Bob Dylan singles chronology
| "Is Your Love in Vain?" (1978) | "Baby, Stop Crying" (1978) | "Changing of the Guards" (1978) |

= Baby, Stop Crying =

"Baby, Stop Crying" is a song written by Bob Dylan, released in the summer of 1978 as a single and in a longer album version on Street Legal. The song charted at #13 in the UK and was a top-ten song in much of Europe, although it failed to chart in the United States.

==Lyrical interpretation and reception==

The song's narrator is a desperate man attempting to play the role of consoler to a despairing woman, asking her for a pistol in the opening verse, and claiming he "can't tell right from wrong". Commenting on the content of this song, Dylan once said, "The man in that song has his hand out and is not afraid of getting it bit".

Dylan scholar Tony Attwood sees the song as having lyrical roots in Robert Johnson's "Stop Breaking Down".

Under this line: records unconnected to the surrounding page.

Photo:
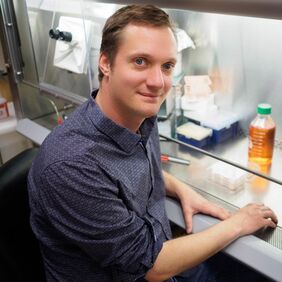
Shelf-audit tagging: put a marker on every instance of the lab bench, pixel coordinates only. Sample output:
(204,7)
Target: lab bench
(262,251)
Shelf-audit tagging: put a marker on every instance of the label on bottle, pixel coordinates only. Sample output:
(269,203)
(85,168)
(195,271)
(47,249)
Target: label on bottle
(261,141)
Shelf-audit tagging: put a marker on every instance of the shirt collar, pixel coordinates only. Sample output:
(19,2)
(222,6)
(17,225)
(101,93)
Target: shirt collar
(124,138)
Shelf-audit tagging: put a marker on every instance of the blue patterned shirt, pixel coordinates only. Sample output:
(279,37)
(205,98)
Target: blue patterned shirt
(97,199)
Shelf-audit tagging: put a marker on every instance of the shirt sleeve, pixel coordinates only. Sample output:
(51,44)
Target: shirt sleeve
(82,203)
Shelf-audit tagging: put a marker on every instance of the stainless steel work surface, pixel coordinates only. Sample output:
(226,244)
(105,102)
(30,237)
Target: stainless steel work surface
(262,251)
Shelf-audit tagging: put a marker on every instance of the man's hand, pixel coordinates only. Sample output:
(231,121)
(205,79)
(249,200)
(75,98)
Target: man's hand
(191,202)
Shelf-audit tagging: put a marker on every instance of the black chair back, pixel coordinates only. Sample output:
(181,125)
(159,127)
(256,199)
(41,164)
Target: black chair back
(20,258)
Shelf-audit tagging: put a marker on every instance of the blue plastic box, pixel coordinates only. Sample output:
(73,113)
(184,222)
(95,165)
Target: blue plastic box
(202,143)
(225,133)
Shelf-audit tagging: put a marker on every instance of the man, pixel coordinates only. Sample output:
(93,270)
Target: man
(96,188)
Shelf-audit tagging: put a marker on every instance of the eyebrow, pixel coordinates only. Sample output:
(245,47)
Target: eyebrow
(146,55)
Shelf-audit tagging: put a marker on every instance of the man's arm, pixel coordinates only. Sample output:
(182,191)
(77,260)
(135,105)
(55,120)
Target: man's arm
(183,253)
(191,201)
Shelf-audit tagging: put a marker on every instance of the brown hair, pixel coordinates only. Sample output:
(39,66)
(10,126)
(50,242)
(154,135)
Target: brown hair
(136,14)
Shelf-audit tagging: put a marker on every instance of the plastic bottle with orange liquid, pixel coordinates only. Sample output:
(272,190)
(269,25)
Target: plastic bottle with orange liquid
(261,136)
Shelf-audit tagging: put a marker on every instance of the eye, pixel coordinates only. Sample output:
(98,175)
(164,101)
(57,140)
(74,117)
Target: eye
(168,66)
(139,61)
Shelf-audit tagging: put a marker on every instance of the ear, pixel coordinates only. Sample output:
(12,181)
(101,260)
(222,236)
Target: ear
(104,64)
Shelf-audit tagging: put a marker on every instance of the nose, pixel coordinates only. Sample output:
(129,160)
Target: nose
(155,78)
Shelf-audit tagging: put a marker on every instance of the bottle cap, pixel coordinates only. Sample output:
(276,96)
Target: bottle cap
(264,109)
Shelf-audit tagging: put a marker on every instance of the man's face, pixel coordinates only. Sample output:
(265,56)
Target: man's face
(141,74)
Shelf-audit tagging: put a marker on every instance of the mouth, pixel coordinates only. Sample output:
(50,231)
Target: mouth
(149,95)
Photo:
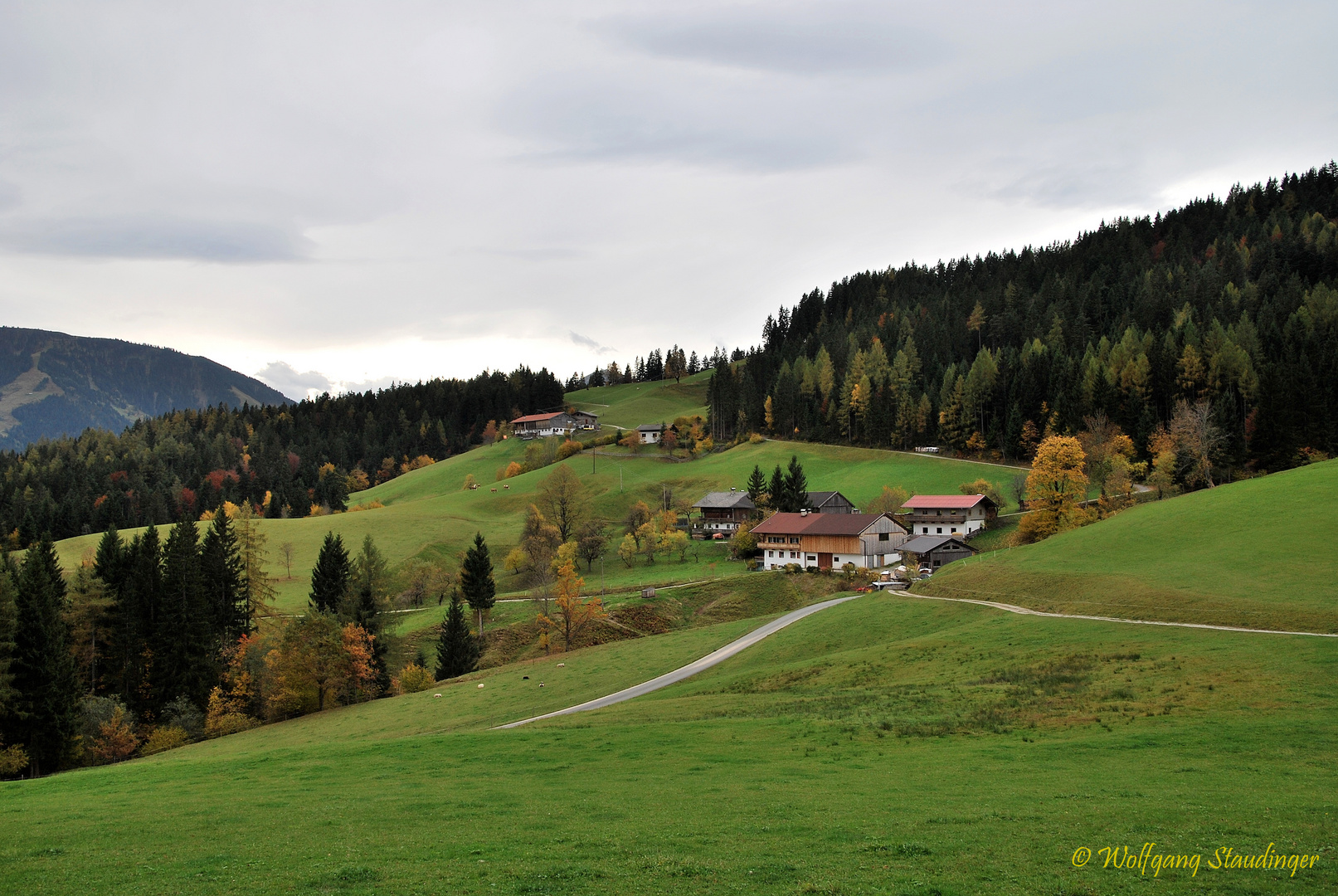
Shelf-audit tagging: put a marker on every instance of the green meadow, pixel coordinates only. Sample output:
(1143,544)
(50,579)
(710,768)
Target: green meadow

Like many of the tracks from Street Legal, "Baby, Stop Crying" features a saxophone and a trio of female backup singers. According to Billboard the female voices provide an "exciting counterpoint" to Dylan's "raspy" vocal performance. Cash Box said that it "has a tight, repetitive hook, backing singers, strong sax solo and organ work." Record World said that "Old fans will lean toward [Dylan's] customary throaty vocals while new audiences might latch on to the high female background singing that gives it just a touch of r&b."

==Live performances==
Dylan performed the song live in concert 39 times. All performances were in 1978.